Les droits concrets de l’aidant familial

C’est là que ça devient vraiment utile. Le statut d’aidant ouvre plusieurs droits qui peuvent changer le quotidien.

Être rémunéré ou dédommagé

Sous certaines conditions, il est possible d’être salarié du proche aidé. C’est le cas lorsque la personne âgée bénéficie de l’APA (Allocation personnalisée d’autonomie), qui peut financer la rémunération d’un aidant. La personne aidée devient alors l’employeur, via le dispositif CESU. Les heures effectuées au-delà de la durée légale sont considérées comme des heures supplémentaires, et l’aidant a droit à une journée et demie de repos hebdomadaire.

Autre possibilité : le dédommagement via la PCH (Prestation de compensation du handicap).

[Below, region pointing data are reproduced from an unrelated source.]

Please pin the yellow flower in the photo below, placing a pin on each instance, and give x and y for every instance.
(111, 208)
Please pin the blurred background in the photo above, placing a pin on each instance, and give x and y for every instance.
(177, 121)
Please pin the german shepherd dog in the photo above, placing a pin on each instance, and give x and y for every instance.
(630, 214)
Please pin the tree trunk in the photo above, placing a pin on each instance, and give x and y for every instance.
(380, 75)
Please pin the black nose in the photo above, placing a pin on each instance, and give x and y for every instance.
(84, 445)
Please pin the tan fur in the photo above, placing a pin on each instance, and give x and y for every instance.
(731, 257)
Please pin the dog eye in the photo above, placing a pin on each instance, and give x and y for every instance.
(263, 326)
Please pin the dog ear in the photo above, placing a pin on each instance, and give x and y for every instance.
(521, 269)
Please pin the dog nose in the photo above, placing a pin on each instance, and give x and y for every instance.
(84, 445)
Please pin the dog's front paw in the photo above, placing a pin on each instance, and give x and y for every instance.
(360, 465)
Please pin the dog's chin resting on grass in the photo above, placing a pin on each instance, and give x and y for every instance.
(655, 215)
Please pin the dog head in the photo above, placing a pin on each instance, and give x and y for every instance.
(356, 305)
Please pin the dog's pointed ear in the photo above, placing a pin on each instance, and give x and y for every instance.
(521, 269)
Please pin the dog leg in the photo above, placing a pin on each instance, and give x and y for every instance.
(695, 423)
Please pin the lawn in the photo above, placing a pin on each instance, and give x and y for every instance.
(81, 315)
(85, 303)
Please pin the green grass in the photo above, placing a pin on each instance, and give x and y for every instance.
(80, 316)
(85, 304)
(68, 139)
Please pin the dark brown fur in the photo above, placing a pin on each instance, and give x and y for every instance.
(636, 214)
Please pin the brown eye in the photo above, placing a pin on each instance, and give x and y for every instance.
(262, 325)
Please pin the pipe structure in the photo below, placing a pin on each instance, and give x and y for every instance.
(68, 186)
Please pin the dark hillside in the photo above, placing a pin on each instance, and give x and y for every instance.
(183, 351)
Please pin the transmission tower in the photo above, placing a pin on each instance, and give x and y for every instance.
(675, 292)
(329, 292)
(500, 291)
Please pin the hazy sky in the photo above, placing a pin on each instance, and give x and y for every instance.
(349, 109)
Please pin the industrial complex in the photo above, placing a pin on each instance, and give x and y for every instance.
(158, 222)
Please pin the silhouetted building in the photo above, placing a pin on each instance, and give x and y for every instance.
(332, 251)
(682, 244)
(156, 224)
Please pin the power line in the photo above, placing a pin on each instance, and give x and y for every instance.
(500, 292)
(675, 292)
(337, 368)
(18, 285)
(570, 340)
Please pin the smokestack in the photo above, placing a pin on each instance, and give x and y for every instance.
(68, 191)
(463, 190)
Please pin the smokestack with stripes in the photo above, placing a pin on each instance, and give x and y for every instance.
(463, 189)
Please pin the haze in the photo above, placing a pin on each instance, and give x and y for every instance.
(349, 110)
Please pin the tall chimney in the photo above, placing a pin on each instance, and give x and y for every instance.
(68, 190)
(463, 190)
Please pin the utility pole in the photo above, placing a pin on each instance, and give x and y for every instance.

Ce dédommagement peut atteindre au maximum 85 % du SMIC horaire, sur la base de 35 heures par semaine.

Le congé de proche aidant

Vous travaillez et devez vous occuper d’un proche dépendant ? Le congé de proche aidant permet de cesser temporairement son activité professionnelle ou de passer à temps partiel. Ce congé est accompagné d’une allocation journalière du proche aidant (AJPA), versée par la CAF ou la MSA.

Les droits à la retraite

C’est souvent le point qu’on oublie. Pourtant, les conséquences sur la retraite d’un aidant peuvent être lourdes. Plusieurs dispositifs existent pour y remédier :

  • L’assurance vieillesse des aidants (AVA) : versée par la CAF si vous avez dû cesser votre activité professionnelle pour vous occuper d’un proche
  • La majoration de durée d’assurance : jusqu’à 8 trimestres supplémentaires si vous élevez ou avez élevé un enfant handicapé
  • La retraite à taux plein à 65 ans : accessible si vous avez interrompu votre activité pendant plus de 30 mois consécutifs pour vous occuper d’un proche handicapé

senior et aidant familial assis ensemble à une table, consultation de documents administratifs

La formation et le droit au répit

L’aidant familial a le droit d’accéder à des formations pour mieux accompagner son proche, et peut faire valoir une VAE (validation des acquis de l’expérience). Le droit au répit, instauré par la loi ASV, prévoit quant à lui des solutions d’accueil temporaire pour la personne aidée lorsque l’aidant a besoin de souffler – que ce soit pour un week-end ou une période plus longue.

Avantages fiscaux à ne pas négliger

En tant qu’aidant familial, vous pouvez bénéficier d’avantages fiscaux. Vous pouvez notamment déduire de vos revenus une pension alimentaire versée à un ascendant dans le besoin. Si vous hébergez une personne âgée de plus de 75 ans aux ressources modestes, une déduction forfaitaire s’applique automatiquement pour les frais de logement et de nourriture, sans justificatifs à fournir.

Les sommes perçues au titre d’un dédommagement PCH sont exonérées d’impôt sur le revenu – un détail qui a son importance au moment de la déclaration annuelle.

« Se reconnaître aidant, c’est prendre conscience qu’on endosse un rôle et des responsabilités nouvelles – mais aussi qu’on a des droits qu’on n’imaginait pas. »

Le rôle d’aidant familial est exigeant. Mais il n’a pas à être invisible. Connaître ses droits, c’est la première étape pour mieux les faire valoir – et pour tenir sur la durée, au bénéfice de son proche comme de soi-même.